Denying the progress of intergovernmental relations between Washington and Sana'a is impossible. Until this past year, U.S. policy remained hitched to the corrupt and duplicitous behavior of strongman Ali Abdullah Saleh, who traded drone strikes for U.S. favoritism and shared intelligence only when his interests needed protecting (or his enemies needed bombing). He was even known to utilize local jihadists for his own ends, paying them or arresting (and later releasing) them in order to create artificial instability and secure U.S. funds/weapons. The Obama administration managed to replace Saleh with his vice president, Abd Mansur Rabbo Hadi, in response to a nation-wide revolution, and U.S. operations have smoothed since he assumed command in February 2012.
The time between December 2009 and 2012 verged on calamity though, and Washington's “partner building” would have failed spectacularly if continued under Saleh's regime. The Obama administration, in the end, lucked out during Yemen's revolution, but a sustainable partnership with its people remains absent.
What McRaven and Sheehan didn't explain to their audiences is how U.S. policy contributed to AQAP's influence in the jihadist world and its local support with Yemen's tribes, brought on by unaccountable military operations in their lands. The Obama administration would ramp up vertically in response to Umar Farouk Abdulmutallab's failed bombing on Christmas 2009 and never look back. From the civilians killed by initial cruise missiles and drone strikes to Ma'rib's deputy governor Jabar al shabwani, to Anwar al-Awlaki's 16-year old son and younger civilians, the administration has struck with impunity during its hunt for AQAP leadership. All of these strikes were enabled by a secret agreement between Saleh and former CIA Director David Petraeus, then commander of CENTCOM, who passed along the arrangement to his nominated replacement, John Brennan.
Amid Yemen's revolution, construction of a drone base along the Saudi border was also reportedly accelerated from two years to eight months.
McRaven says that all U.S. Special Forces are invited by foreign governments and don't operate without their permission - except this process can error militarily and trample over democracy along the way.
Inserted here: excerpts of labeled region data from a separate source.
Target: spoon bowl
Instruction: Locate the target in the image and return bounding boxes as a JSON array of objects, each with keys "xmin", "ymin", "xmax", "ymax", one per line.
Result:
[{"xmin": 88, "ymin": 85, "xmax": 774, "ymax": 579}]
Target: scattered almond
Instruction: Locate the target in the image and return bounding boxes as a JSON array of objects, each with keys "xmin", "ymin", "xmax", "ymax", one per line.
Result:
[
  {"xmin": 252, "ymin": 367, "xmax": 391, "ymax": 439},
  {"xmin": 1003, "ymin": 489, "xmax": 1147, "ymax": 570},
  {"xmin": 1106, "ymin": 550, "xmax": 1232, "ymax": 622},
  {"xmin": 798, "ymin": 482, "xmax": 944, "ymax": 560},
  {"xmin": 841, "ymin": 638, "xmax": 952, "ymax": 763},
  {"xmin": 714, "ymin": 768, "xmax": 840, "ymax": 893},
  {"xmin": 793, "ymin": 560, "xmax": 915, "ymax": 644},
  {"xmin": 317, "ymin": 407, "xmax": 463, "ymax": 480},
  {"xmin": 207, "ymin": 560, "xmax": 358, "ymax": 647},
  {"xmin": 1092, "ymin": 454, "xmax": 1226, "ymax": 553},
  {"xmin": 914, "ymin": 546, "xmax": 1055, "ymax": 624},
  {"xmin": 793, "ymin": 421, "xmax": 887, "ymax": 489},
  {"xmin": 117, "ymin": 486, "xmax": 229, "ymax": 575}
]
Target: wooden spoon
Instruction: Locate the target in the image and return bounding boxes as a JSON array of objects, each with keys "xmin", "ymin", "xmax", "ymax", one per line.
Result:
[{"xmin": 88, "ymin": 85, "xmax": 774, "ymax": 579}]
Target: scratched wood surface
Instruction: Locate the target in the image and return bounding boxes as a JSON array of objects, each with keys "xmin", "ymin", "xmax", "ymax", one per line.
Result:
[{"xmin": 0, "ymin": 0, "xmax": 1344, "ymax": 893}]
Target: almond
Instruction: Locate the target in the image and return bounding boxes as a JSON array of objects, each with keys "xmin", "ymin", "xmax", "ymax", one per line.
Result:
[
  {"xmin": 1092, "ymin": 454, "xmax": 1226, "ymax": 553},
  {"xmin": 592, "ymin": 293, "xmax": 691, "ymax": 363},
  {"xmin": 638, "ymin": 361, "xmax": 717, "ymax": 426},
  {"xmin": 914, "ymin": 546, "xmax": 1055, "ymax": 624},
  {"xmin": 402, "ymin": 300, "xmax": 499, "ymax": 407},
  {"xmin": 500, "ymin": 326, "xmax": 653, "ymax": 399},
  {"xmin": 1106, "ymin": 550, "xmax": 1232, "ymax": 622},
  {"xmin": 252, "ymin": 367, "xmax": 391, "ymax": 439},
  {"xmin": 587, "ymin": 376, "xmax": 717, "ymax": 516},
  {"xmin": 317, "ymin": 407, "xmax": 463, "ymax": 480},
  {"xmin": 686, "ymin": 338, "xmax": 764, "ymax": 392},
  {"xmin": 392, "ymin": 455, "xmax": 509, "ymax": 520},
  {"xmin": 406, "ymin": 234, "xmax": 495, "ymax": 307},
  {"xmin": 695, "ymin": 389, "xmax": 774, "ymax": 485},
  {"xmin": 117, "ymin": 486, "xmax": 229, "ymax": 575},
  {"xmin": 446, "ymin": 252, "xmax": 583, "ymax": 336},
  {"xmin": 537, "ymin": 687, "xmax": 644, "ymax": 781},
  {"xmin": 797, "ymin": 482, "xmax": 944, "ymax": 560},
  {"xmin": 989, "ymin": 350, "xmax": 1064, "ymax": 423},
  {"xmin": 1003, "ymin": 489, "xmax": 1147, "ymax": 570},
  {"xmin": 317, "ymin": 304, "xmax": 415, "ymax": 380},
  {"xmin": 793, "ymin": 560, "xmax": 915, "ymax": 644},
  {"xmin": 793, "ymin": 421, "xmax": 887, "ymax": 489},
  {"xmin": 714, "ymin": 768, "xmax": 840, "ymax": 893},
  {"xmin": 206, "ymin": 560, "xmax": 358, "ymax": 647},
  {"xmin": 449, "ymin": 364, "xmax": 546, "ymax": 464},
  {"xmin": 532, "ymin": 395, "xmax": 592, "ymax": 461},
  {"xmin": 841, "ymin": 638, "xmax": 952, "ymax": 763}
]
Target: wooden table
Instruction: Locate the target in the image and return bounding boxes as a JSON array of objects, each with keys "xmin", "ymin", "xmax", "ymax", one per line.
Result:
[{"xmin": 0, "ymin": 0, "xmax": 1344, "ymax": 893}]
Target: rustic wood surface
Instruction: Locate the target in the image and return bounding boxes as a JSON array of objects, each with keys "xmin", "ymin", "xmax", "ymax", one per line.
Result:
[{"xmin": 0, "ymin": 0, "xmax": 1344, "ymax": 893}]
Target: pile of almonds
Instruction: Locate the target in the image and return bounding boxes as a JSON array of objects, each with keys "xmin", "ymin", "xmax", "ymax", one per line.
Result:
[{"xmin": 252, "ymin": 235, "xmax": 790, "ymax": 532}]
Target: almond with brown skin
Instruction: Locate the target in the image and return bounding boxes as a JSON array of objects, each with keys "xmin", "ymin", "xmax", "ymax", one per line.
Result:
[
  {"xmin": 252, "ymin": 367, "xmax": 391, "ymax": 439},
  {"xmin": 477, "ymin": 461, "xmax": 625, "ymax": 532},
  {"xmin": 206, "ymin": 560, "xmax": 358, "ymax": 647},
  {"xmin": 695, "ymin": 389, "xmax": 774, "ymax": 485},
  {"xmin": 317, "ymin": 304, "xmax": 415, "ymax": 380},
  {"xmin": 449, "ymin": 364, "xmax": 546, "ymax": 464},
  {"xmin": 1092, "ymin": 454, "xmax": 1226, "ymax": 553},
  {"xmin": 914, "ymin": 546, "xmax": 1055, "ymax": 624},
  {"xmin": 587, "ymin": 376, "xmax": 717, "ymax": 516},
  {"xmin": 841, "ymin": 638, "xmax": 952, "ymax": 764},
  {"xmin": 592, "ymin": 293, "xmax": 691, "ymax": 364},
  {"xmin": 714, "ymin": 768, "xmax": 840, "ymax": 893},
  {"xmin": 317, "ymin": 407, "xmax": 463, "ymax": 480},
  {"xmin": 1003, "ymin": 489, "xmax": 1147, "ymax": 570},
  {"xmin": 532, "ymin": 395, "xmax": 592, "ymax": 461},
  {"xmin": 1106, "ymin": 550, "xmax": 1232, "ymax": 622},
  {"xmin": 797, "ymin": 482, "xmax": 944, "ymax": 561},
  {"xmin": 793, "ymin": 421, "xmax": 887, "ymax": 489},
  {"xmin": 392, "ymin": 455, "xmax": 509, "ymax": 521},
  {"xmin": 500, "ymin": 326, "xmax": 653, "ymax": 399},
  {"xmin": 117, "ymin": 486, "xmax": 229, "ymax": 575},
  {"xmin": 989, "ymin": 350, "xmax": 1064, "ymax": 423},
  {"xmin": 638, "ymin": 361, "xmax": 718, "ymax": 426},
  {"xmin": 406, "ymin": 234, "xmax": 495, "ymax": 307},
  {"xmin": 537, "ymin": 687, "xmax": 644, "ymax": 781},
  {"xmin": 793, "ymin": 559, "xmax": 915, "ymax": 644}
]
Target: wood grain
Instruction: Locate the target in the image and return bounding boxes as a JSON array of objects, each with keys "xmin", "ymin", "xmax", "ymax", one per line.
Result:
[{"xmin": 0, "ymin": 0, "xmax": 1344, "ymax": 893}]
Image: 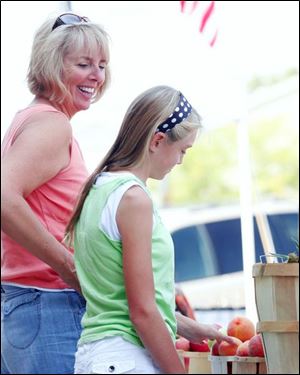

The outbreak of Yemen's revolution would compel Saleh to distort the situation with AQAP, creating a false analogy that now serves as the driving rationale of U.S. policy. Beyond leveraging access to Yemen's air-space in return for political protection, Saleh relocated some of his U.S.-trained "counter-terrorism" forces to kill protesters and ordered others to stand down, which enabled AQAP's takeover of "vast swaths of territory" in Yemen's south.
Now the two governments must take back the same territory that they just lost due to incompetence, short-sightedness and greed.
While greater cooperation with Yemen's government has been attained in the aftermath of Saleh's resignation, U.S. policy has also reached the depths of unpopularity with Yemeni civilians, activists and tribes. How much these factors offset military achievements is difficult to gauge, but the chain reaction is visibly evident. Yemenis universally cringed as President Barack Obama promoted a public enemy to bomb their country. They reject foreign interference from Washington and nearby Riyadh, as does, coincidentally, AQAP. It's true that America is leaving smaller footprints in Muslim countries, only these boots are still relatively large and obtrusive, and they cannot defeat al-Qaeda's ideology without the help of Yemen's people. The Pentagon's argument is thus circular: U.S. counterterrorism is both poison and cure, but ultimately perpetual rather than remedial.
A recipe for low-intensity conflict in Yemen.